Deniz teknolojilerinin geliştirme konusunda çalışmalar ne durumda, yeni dönemde bu konuda ne tür çalışmalar yapılması planlanıyor?
Deniz teknolojileri alanında dünyada her gün yeni gelişmeleri takip ediyoruz. Otonom gemiler, elektrikli gemiler, yapay zekâ destekli seyir ekipmanları, yine yapay zeka destekli liman araçları, navigasyon ve takip sistemleri ile deniz enerjisi ile ilgili yeni teknolojilere tanıklık ediyoruz. Sektörümüzün teknolojiyi üreten, takip eden değil takip edilen konumda olmasını istiyoruz. Teknoloji alanlarında Ulaştırma ve Altyapı Bakanlığı ile Sanayi ve Teknoloji Bakanlığımızın çalışmaları bulunuyor. Bu çalışmaların artarak devam etmesi adına tüm imkanlarımızı seferber etmeliyiz. Özel sektörde de teknoloji alanında faaliyet gösteren önemli şirketlerimiz bulunuyor. Denizcilik teknolojimize büyük resimden bakarak; Devletimizin ilgili kurumları, savunma sanayimiz, tersanelerimiz, AR-Ge merkezlerimiz, teknoparklarımız ve sektörümüzde faaliyet gösteren teknoloji şirketlerimizle birlikte hareket etmeliyiz. Deniz teknolojileri üretme konusunun deniz ticareti, gemi inşa ve limancılık faaliyetleri kadar önemsiyoruz.
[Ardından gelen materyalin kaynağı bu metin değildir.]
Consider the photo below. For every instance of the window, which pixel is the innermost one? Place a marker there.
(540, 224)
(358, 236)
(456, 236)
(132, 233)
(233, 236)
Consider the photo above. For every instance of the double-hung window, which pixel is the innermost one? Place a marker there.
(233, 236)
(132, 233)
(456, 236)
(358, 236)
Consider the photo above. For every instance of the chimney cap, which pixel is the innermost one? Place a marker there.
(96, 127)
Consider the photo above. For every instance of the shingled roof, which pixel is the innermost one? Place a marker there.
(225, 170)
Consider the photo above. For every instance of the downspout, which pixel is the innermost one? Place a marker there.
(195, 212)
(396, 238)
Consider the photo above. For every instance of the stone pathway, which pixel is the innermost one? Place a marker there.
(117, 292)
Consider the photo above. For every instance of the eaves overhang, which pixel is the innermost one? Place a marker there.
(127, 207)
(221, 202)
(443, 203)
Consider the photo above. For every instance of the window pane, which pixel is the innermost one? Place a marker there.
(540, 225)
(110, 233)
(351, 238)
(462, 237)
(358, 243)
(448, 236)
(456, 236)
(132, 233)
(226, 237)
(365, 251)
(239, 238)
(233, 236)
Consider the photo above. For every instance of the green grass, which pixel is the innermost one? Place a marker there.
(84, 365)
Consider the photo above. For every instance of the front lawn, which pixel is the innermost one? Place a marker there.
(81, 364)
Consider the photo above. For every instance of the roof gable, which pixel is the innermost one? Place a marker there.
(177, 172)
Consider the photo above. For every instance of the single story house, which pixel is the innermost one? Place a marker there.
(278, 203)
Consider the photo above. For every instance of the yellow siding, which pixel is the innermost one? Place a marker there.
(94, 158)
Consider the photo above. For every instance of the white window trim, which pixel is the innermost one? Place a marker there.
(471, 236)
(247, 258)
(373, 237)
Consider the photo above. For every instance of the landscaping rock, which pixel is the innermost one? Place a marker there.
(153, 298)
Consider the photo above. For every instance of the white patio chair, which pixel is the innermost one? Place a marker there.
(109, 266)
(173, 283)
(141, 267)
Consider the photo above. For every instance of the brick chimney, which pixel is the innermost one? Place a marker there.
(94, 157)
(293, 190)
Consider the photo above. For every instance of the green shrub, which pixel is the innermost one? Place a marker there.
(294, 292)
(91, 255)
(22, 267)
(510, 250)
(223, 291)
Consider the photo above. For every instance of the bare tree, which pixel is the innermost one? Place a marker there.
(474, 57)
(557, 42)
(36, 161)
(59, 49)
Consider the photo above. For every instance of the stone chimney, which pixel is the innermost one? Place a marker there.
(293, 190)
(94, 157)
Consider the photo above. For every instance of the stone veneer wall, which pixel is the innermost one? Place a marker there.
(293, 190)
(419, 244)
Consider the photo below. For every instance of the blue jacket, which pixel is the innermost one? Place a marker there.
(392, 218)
Deniz teknolojileri alanında denizciliğimizin bir Denizcilik Teknolojileri Araştırma-Geliştirme ve Uygulama Merkezi’ne ihtiyacı olduğunu düşünüyorum. Denizciliğe gereken destek ve talepler karşılanırsa sektörün ülkemizin cari açığını kapatacağına inanıyorum.
Türk denizciliğinin son haftalardaki en önemli gündem maddelerinin başında Suat Hayri Aka’nın IMO Genel Sekreterliği adaylığı konusu yer alıyor. Suat Hayri Aka’nın adaylığı konusunda neler söylersiniz? Dünya denizciliğine yön veren kuruluşlarda daha fazla Türk yönetici görebilecek miyiz?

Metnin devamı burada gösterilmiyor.